A third touch and we get a screen showing a summary of the P10’s instantaneous performance, including input and output voltage levels, THD levels, and power draw.  Interestingly, the reading I get shows an input THD of only 2.2%, which is quite low and is consistent with my notion that I have reasonably clean mains power.  The output THD is shown as being 0.2%.  That such a small numerical difference can account for such a dramatic improvement in sound quality is not something I would have expected, but I’m sure that’s far from being the whole story.

Also on the P10’s display is a setting which toggles between pure sine wave output and a ‘multi-wave’ output.  The idea behind ‘multi-wave’ is that it adds an element of third harmonic distortion to the P10’s mains output voltage waveform.  Such distortion has the effect of increasing the percentage of time that the waveform spends in the vicinity of its voltage peak, and therefore increases the percentage of time during which your amplifiers’ power supplies can draw current from the mains.  This is said to convey a benefit equivalent to increasing the amount of capacitance in the amplifier’s power supply.  The amount of added ‘multi-wave’ can be set on a scale from 1-6.  For my early listening I am using the pure sine wave setting, and am not noticing any significant change with the multi-wave setting.  But you can imagine that this type of response would be very much device-dependent.

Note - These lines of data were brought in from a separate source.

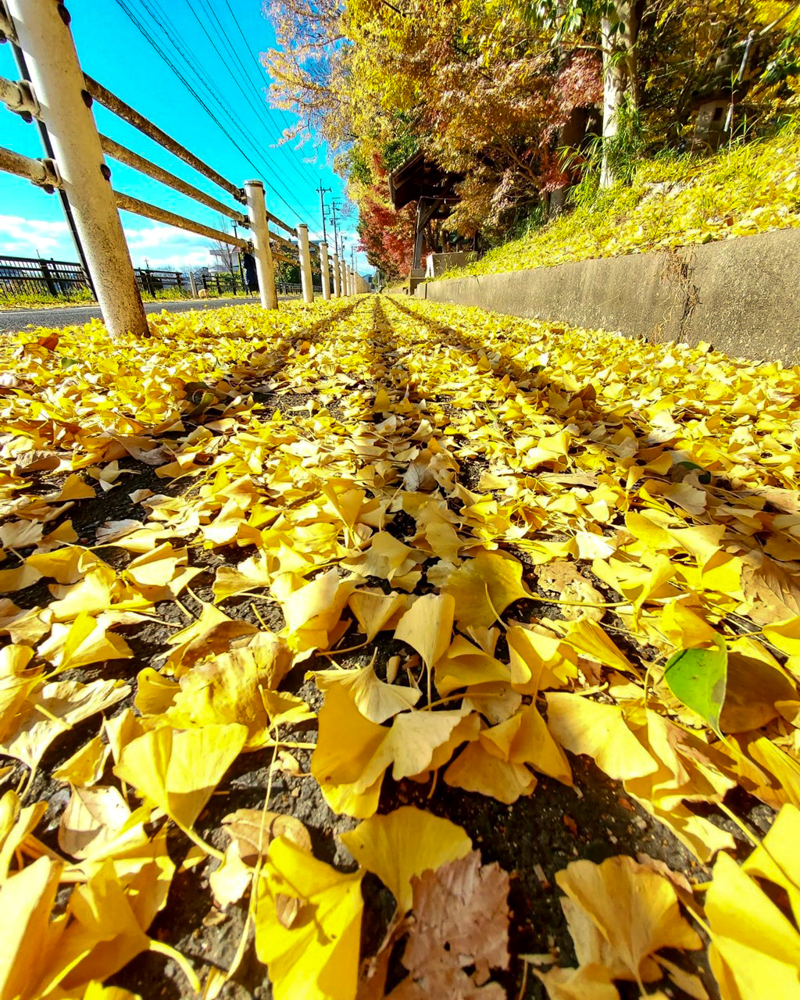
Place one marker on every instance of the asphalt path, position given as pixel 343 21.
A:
pixel 12 320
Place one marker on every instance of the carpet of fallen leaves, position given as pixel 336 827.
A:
pixel 541 542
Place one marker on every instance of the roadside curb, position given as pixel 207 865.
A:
pixel 740 295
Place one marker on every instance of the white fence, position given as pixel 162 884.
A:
pixel 59 95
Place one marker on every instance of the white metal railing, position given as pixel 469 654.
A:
pixel 60 96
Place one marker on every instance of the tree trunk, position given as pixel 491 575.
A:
pixel 619 30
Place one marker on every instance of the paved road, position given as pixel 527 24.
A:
pixel 17 319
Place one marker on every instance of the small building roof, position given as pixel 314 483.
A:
pixel 420 178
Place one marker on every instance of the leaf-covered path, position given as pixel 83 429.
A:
pixel 396 649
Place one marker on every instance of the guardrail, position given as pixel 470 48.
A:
pixel 55 91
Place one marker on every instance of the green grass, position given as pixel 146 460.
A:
pixel 745 189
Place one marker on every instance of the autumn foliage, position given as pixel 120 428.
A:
pixel 392 550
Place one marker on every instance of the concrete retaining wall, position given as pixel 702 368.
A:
pixel 741 295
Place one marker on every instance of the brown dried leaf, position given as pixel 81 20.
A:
pixel 36 461
pixel 771 591
pixel 252 830
pixel 562 577
pixel 462 918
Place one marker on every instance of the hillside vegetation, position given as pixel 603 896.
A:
pixel 671 202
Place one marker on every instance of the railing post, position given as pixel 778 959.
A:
pixel 305 263
pixel 324 274
pixel 259 227
pixel 42 28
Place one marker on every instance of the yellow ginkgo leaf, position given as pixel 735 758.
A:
pixel 224 689
pixel 634 908
pixel 427 626
pixel 376 700
pixel 53 710
pixel 310 946
pixel 776 856
pixel 376 611
pixel 84 642
pixel 27 933
pixel 755 949
pixel 154 692
pixel 591 640
pixel 464 664
pixel 85 767
pixel 252 574
pixel 539 661
pixel 16 822
pixel 476 770
pixel 485 586
pixel 405 843
pixel 525 739
pixel 386 558
pixel 589 982
pixel 584 726
pixel 92 819
pixel 684 628
pixel 785 635
pixel 179 771
pixel 411 743
pixel 346 741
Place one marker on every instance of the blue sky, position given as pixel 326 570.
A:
pixel 114 52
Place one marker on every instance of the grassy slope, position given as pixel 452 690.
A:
pixel 744 190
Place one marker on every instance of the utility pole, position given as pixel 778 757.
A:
pixel 322 192
pixel 334 209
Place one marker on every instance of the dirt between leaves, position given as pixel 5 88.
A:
pixel 531 840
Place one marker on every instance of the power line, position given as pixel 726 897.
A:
pixel 256 63
pixel 260 106
pixel 186 55
pixel 154 44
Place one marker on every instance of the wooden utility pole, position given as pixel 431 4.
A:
pixel 322 192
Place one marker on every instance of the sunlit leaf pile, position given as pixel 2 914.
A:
pixel 683 201
pixel 480 546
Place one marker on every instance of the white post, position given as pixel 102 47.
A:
pixel 57 81
pixel 323 267
pixel 305 263
pixel 259 227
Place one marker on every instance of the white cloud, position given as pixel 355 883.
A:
pixel 29 235
pixel 191 258
pixel 156 236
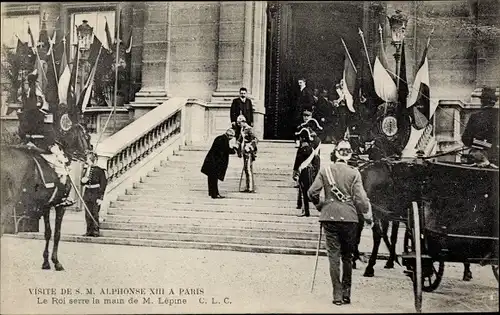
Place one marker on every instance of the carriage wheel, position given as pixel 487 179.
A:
pixel 432 275
pixel 417 284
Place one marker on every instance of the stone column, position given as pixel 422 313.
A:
pixel 52 14
pixel 234 29
pixel 156 51
pixel 241 58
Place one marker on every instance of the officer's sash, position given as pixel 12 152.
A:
pixel 309 158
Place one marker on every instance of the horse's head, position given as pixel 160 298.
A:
pixel 76 142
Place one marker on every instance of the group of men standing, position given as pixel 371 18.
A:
pixel 217 159
pixel 333 115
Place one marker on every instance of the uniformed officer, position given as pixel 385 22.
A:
pixel 481 132
pixel 94 183
pixel 305 168
pixel 308 122
pixel 247 149
pixel 345 197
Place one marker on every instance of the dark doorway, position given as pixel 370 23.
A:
pixel 304 40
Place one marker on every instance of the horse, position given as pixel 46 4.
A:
pixel 391 186
pixel 24 175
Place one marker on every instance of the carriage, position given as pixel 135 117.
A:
pixel 453 218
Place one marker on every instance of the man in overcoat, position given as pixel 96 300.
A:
pixel 305 169
pixel 345 198
pixel 217 161
pixel 241 106
pixel 94 182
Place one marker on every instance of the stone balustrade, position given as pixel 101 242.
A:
pixel 134 151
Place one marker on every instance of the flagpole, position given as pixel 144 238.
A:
pixel 366 50
pixel 349 55
pixel 116 67
pixel 52 57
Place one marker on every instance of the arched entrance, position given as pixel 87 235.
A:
pixel 304 40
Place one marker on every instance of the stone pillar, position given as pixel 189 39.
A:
pixel 156 51
pixel 447 128
pixel 138 17
pixel 241 58
pixel 51 13
pixel 234 29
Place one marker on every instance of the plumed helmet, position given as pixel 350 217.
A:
pixel 305 134
pixel 343 151
pixel 241 118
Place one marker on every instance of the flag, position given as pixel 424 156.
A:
pixel 43 38
pixel 109 40
pixel 87 90
pixel 383 82
pixel 419 100
pixel 31 43
pixel 349 82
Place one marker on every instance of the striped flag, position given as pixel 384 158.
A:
pixel 419 100
pixel 64 77
pixel 383 82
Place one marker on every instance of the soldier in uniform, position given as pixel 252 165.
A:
pixel 94 183
pixel 345 198
pixel 36 130
pixel 308 122
pixel 305 168
pixel 481 132
pixel 247 149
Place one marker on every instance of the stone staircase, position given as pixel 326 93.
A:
pixel 170 207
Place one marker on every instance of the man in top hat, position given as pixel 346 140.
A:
pixel 308 122
pixel 36 130
pixel 241 106
pixel 481 132
pixel 94 182
pixel 305 168
pixel 247 149
pixel 216 162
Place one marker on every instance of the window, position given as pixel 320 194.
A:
pixel 18 25
pixel 97 20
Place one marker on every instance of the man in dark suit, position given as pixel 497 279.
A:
pixel 241 106
pixel 323 113
pixel 94 183
pixel 481 132
pixel 305 168
pixel 345 199
pixel 216 162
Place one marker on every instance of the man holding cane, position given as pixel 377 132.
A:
pixel 345 197
pixel 94 183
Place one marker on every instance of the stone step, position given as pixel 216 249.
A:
pixel 178 244
pixel 214 239
pixel 153 194
pixel 234 199
pixel 223 215
pixel 229 175
pixel 212 230
pixel 193 186
pixel 270 165
pixel 202 181
pixel 261 210
pixel 214 222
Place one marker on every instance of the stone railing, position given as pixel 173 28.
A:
pixel 134 151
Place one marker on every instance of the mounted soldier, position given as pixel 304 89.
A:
pixel 37 133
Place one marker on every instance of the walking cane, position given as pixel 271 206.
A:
pixel 317 256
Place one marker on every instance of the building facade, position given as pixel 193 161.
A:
pixel 208 50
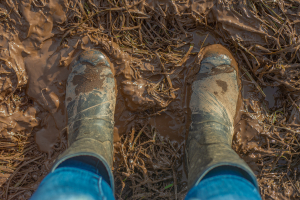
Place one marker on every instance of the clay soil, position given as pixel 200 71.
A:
pixel 153 46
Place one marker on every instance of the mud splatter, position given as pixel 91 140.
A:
pixel 153 47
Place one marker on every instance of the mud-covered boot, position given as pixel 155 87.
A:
pixel 213 104
pixel 90 101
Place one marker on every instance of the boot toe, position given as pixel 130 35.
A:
pixel 93 57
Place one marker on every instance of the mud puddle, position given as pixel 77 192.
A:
pixel 153 46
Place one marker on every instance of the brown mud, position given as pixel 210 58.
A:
pixel 153 47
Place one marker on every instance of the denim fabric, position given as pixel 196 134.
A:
pixel 79 180
pixel 224 183
pixel 74 183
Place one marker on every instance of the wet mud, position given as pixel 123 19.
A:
pixel 153 47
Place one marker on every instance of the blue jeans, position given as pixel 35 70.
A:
pixel 77 180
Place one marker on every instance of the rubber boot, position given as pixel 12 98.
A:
pixel 90 101
pixel 215 94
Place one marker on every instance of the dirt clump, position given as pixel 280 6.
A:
pixel 153 47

The P10 has an interesting “clean” option, which adds a spectrum of decaying high frequencies to the output voltage waveform for a period of 5, 10, or 60 seconds (user’s choice).  This is said to de-Gauss the input transformers in the power supplies of any connected equipment.  According to Paul McGowan the effect lasts for something in the order of 20-30 minutes.  I have to say that the effect of the “clean” option is surprisingly strong.  After applying a 10-second burst of “clean” an extra layer of image depth was readily apparent, with more ‘air’ around the soundstage of individual instruments located deep in the soundstage.  There was more ‘blackness’ to the background.  I must note that this effect is something that cannot be dialled back out again, and so one must rely on a series of one-off A-B comparisons (as opposed to A-B-A-B) in order to assess it.  But after performing a handful of those comparisons I am convinced that the effect is real, and is not at all subtle.  Having said that, if the effect truly lasts for only 20-30 minutes then one must ponder its ultimate value.  But ponder it I will.

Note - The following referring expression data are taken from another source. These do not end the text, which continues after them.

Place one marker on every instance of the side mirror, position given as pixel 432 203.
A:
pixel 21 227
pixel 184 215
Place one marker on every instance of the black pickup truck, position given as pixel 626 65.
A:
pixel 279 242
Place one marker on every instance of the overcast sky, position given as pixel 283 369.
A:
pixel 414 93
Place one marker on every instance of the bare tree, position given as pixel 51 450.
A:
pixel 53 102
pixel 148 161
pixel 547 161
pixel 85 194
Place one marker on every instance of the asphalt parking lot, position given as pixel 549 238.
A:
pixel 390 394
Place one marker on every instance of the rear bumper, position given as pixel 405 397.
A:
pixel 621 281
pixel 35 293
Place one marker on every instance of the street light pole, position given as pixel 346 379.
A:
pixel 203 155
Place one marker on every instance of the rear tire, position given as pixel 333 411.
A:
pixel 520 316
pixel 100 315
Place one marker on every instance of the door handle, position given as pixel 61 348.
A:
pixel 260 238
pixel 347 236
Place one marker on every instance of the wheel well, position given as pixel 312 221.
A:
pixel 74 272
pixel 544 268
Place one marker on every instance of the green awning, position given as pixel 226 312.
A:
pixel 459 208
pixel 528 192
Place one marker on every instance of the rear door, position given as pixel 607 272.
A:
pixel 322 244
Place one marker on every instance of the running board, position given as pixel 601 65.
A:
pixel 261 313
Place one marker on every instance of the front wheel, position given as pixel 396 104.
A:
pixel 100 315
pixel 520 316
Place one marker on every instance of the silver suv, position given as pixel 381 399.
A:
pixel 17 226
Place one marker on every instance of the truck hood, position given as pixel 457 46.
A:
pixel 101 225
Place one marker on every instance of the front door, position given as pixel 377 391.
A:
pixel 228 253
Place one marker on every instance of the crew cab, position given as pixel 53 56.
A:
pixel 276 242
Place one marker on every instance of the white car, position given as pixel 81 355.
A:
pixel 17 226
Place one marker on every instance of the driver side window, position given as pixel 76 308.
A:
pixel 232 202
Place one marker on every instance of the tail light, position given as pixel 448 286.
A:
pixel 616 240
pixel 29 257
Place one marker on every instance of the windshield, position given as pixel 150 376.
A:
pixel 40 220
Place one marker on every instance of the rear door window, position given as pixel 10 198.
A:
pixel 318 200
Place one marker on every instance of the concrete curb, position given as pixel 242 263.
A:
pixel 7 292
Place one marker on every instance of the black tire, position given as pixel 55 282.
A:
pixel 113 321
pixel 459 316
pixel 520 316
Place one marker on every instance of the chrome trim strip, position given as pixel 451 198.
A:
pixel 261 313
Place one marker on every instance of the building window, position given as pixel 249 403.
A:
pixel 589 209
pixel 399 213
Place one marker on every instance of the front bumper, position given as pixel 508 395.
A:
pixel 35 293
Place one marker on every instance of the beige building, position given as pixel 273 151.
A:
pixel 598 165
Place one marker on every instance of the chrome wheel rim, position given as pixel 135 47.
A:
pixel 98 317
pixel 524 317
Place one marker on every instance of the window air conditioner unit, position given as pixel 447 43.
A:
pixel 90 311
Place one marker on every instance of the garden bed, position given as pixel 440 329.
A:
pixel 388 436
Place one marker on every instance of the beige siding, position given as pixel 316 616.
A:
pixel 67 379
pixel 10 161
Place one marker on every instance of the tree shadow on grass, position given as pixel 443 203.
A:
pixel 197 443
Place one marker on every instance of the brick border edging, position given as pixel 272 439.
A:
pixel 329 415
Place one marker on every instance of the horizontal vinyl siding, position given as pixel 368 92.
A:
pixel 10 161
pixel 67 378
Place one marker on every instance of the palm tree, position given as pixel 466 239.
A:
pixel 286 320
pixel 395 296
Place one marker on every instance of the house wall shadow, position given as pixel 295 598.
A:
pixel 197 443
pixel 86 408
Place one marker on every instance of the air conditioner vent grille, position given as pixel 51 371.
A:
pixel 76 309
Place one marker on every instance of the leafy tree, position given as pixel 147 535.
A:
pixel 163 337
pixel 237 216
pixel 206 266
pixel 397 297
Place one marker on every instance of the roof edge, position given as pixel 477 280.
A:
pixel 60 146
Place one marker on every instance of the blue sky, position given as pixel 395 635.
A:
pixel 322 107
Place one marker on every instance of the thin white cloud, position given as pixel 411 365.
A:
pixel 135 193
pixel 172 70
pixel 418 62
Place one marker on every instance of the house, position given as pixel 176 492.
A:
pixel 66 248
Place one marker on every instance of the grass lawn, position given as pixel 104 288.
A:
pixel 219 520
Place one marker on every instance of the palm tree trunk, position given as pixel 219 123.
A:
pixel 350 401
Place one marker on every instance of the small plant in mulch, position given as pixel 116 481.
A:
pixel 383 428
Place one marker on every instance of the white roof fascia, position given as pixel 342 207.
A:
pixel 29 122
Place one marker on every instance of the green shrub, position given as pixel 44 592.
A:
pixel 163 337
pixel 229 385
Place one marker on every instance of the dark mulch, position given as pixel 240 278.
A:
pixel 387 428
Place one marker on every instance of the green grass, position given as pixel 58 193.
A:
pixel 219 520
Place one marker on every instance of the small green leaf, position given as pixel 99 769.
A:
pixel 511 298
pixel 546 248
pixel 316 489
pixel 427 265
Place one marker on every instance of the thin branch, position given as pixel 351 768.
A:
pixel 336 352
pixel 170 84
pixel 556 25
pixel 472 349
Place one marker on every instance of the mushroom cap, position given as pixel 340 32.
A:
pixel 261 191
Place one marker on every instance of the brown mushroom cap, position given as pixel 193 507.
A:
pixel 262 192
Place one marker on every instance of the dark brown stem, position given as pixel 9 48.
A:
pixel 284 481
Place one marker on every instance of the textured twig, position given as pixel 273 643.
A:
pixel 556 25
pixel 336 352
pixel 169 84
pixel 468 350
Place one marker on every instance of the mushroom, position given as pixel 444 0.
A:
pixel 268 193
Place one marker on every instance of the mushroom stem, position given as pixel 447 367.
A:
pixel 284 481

There are other capabilities of the P10 that I have not yet explored.  It can be connected to your home network via ethernet, where you can access additional features, mainly of the command/control/setup nature.  It has a remote control which I have not used in anger [I already have a similar remote control for my DirectStream, and remote controls are like wives – one is a blessing but juggling two or more can be problematic].  The User Manual says the P10 can benefit from being mounted on after-market anti-vibration supports, but I have yet to try that – I don’t believe I have anything to hand that will hold 80lb!

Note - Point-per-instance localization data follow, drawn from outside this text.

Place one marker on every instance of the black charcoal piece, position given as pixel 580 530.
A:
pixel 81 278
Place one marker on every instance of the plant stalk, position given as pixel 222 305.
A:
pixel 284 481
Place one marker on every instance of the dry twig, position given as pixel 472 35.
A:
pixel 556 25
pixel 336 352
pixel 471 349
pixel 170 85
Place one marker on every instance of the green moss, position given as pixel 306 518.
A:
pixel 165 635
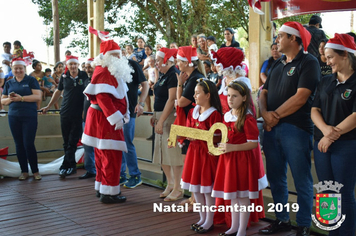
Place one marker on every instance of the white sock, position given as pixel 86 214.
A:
pixel 199 198
pixel 244 216
pixel 235 218
pixel 209 201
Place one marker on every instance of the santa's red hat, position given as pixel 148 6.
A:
pixel 109 47
pixel 187 53
pixel 18 61
pixel 297 29
pixel 168 54
pixel 342 42
pixel 229 58
pixel 71 58
pixel 89 61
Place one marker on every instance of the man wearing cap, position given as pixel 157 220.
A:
pixel 317 34
pixel 89 159
pixel 285 105
pixel 6 58
pixel 72 85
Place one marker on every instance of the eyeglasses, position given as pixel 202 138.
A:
pixel 204 81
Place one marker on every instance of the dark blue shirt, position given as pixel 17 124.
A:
pixel 161 88
pixel 283 81
pixel 73 96
pixel 23 88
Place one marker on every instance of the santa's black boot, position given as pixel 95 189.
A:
pixel 112 198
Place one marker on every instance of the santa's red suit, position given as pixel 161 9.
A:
pixel 103 128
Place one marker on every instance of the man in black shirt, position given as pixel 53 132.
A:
pixel 72 84
pixel 285 104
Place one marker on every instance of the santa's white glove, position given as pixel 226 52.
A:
pixel 126 118
pixel 119 124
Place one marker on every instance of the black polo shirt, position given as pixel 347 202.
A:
pixel 72 104
pixel 325 69
pixel 137 78
pixel 283 82
pixel 189 87
pixel 336 101
pixel 161 88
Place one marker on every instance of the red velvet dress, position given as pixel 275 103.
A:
pixel 238 173
pixel 200 167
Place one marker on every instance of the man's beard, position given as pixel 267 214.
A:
pixel 118 67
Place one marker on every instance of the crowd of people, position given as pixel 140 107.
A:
pixel 304 97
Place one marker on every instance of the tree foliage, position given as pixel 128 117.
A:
pixel 303 19
pixel 176 20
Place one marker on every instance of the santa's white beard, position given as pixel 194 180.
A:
pixel 118 67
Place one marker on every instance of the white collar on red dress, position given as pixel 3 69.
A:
pixel 203 116
pixel 223 88
pixel 229 117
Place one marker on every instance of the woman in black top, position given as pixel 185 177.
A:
pixel 334 115
pixel 21 94
pixel 230 39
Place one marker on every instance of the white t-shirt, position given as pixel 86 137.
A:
pixel 5 68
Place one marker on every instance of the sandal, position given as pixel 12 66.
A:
pixel 37 176
pixel 23 176
pixel 166 192
pixel 170 198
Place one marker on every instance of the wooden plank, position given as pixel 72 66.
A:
pixel 69 207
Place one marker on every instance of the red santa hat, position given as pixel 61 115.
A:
pixel 229 58
pixel 298 30
pixel 109 47
pixel 187 53
pixel 342 42
pixel 89 61
pixel 70 59
pixel 18 61
pixel 168 54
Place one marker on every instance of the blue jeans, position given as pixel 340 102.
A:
pixel 288 144
pixel 89 158
pixel 71 132
pixel 130 158
pixel 338 164
pixel 23 129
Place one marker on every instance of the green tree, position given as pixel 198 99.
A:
pixel 303 19
pixel 176 20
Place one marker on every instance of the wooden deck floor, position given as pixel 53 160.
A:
pixel 69 207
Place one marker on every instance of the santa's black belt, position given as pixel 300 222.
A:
pixel 96 107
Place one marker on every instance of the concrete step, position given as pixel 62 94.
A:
pixel 42 143
pixel 143 148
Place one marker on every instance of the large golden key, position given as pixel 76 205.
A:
pixel 204 135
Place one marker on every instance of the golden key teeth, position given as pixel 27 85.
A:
pixel 199 134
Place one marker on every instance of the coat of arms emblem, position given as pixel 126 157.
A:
pixel 328 206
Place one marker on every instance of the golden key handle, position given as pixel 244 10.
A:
pixel 204 135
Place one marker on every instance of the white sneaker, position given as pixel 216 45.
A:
pixel 2 114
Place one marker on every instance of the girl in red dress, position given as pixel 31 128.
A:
pixel 200 167
pixel 238 177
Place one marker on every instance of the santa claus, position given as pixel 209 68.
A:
pixel 106 116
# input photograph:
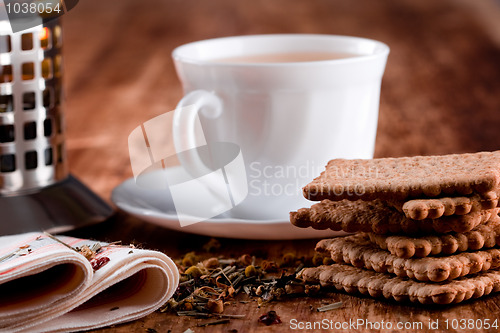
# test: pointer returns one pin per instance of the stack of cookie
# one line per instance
(426, 228)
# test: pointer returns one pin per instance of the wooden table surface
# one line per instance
(440, 94)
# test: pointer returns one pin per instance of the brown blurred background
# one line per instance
(440, 93)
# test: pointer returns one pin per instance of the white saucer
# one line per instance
(156, 206)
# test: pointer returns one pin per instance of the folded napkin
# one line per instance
(47, 286)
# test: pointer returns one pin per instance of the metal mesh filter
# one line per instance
(32, 153)
(36, 191)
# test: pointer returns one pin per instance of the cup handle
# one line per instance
(188, 135)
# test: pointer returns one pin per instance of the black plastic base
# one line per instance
(64, 206)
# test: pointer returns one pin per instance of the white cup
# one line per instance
(289, 119)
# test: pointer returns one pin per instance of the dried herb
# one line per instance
(270, 318)
(329, 307)
(209, 285)
(216, 322)
(98, 263)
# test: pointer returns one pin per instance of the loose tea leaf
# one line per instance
(270, 318)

So there you have it.  The PS Audio P10 Power Plant has made a bigger difference, rendered a larger improvement, than any single component change I have EVER made to my reference system, and probably bigger than any I ever will.  It is seriously expensive, no doubt about that.  But so are the BHK 300 monoblock amplifiers.  And I would go so far as to say – and Paul McGowan is going to de-friend me for this – that the BHK 300’s might just represent $15,000 wasted if you’re not going to power them from a P10 Power Plant (although, realistically, the same probably applies to every other $15,000+ power amplifier out there).  The combination, however, is out of this world, and I will write about it separately if I can learn to live with them and without my life savings.